If you’ve reached this page, it’s most likely that your site has been indexed by NetSeer’s spider. We’re in the business of understanding human intent, and our spider helps us better ascertain how content, language and ideas all fit together. If our crawl was unwanted, we apologize for the intrusion and have provided instructions on how to limit our spider’s access to your website.
We’re the originator of Concept targeting, which provides ad solutions for advertisers and publishers driven by the company’s patented ConceptGraph™ intent engine.
NetSeer’s spider crawls the Web by starting from a few well-known entry points and recursively following links. By indexing the visited pages, we are able to better understand the connections and true meaning of content on the Web. NetSeer follows all W3 guidelines regarding web crawling. This means that you can prevent our spider from indexing pages you want to remain private, or from following links within your website. The below instructions provide guidelines for configuring your website to prevent spider access.
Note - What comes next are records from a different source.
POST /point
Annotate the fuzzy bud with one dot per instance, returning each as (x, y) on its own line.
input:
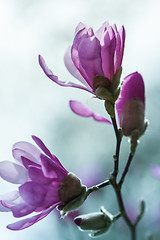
(132, 117)
(98, 222)
(72, 193)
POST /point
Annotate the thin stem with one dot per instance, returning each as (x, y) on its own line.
(118, 143)
(131, 226)
(126, 169)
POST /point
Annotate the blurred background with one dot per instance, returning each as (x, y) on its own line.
(30, 103)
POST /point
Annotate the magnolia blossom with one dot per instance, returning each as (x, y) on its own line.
(92, 54)
(44, 183)
(130, 105)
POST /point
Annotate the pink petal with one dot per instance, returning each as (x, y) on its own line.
(51, 169)
(18, 207)
(120, 40)
(29, 221)
(27, 150)
(32, 193)
(11, 196)
(80, 26)
(133, 87)
(155, 170)
(37, 176)
(89, 52)
(80, 36)
(99, 33)
(108, 45)
(42, 146)
(55, 79)
(3, 209)
(27, 163)
(81, 110)
(51, 197)
(13, 172)
(72, 69)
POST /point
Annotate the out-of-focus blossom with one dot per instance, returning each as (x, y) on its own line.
(130, 105)
(82, 110)
(44, 184)
(92, 55)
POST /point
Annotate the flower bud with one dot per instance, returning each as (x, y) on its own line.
(72, 193)
(99, 222)
(132, 117)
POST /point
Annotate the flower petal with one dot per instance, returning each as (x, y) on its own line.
(120, 40)
(89, 52)
(52, 169)
(11, 196)
(27, 163)
(81, 110)
(155, 170)
(25, 223)
(13, 172)
(80, 36)
(133, 87)
(27, 150)
(42, 146)
(18, 207)
(72, 69)
(99, 33)
(37, 176)
(108, 45)
(55, 79)
(32, 193)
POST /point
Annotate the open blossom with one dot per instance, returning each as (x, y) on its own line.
(131, 104)
(91, 55)
(44, 184)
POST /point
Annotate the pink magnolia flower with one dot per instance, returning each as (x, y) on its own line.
(91, 54)
(130, 105)
(44, 183)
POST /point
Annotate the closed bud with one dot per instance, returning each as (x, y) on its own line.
(72, 194)
(97, 222)
(110, 108)
(132, 117)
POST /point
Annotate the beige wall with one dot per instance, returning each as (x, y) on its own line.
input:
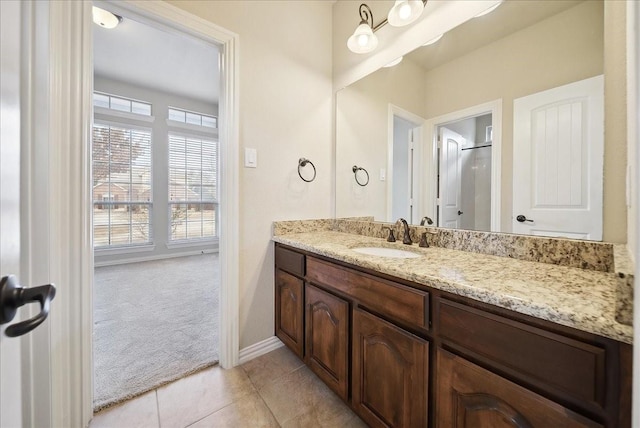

If you have any further questions about the NetSeer spider, please feel free to contact us.
Customizing Spider Access to Your Website
We will not crawl anything you would like to remain private. By using the Standard for Robot Exclusion (SRE) you can let NetSeer’s spider, as well as other spiders, know not to crawl your site. There are two techniques that can be used to customize or otherwise limit spider access to your website, a robots.txt file, and in-page META instructions.
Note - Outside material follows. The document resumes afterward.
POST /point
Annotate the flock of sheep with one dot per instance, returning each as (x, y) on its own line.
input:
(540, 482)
Using robots.txt : You can place a file named “robots.txt” at the top level of your website, e.g. http://www.mywebsite.com/robots.txt .
This file tells crawlers which directories can or cannot be crawled. It is important to note that this filename is case-sensitive. We have configured our spider to be a bit more forgiving, but typically a spider will only respect this file if it is correctly named and formatted. The crawler looks for a file called “robots.txt”.
Robots.txt is a file website administrators can place at the top level of a site to direct the behavior of web crawling robots. NetSeer’s crawler will always pick up a copy of the robots.txt file prior to its crawl of the Web.
To exclude NetSeer’s crawler, the robots.txt file should look like this: User-agent: netseer Disallow: /
To exclude just one directory (and its subdirectories), say, the /images/ directory, the file should look like this: User-agent: netseer Disallow: /images/
Visit http://www.robotstxt.org/wc/faq.html for more details on how to instruct robots when they visit your site.
Using a META tag: If you cannot create a robots.txt, you can also limit spider behavior through the use of META tags that direct visiting spiders. Like any META tag, it should be placed in the HEAD section of an HTML page. You should put it in every page on your site, as a robot can encounter a deep link to any page on your site. The “NAME” attribute must be “ROBOTS”. Valid values for the “CONTENT” attribute are: “INDEX”, “NOINDEX”, “FOLLOW”, “NOFOLLOW”.
Multiple comma-separated values are allowed, but obviously only some combinations make sense. If there is no robots <META> tag, the default is “INDEX,FOLLOW.”
<META NAME=”ROBOTS” CONTENT=”NOINDEX, FOLLOW”> (Don’t index this page, but follow links)
<META NAME=”ROBOTS” CONTENT=”INDEX, NOFOLLOW”> (Index this page, but don’t follow links)
<META NAME=”ROBOTS” CONTENT=”NOINDEX, NOFOLLOW”> (Don’t index, don’t follow links)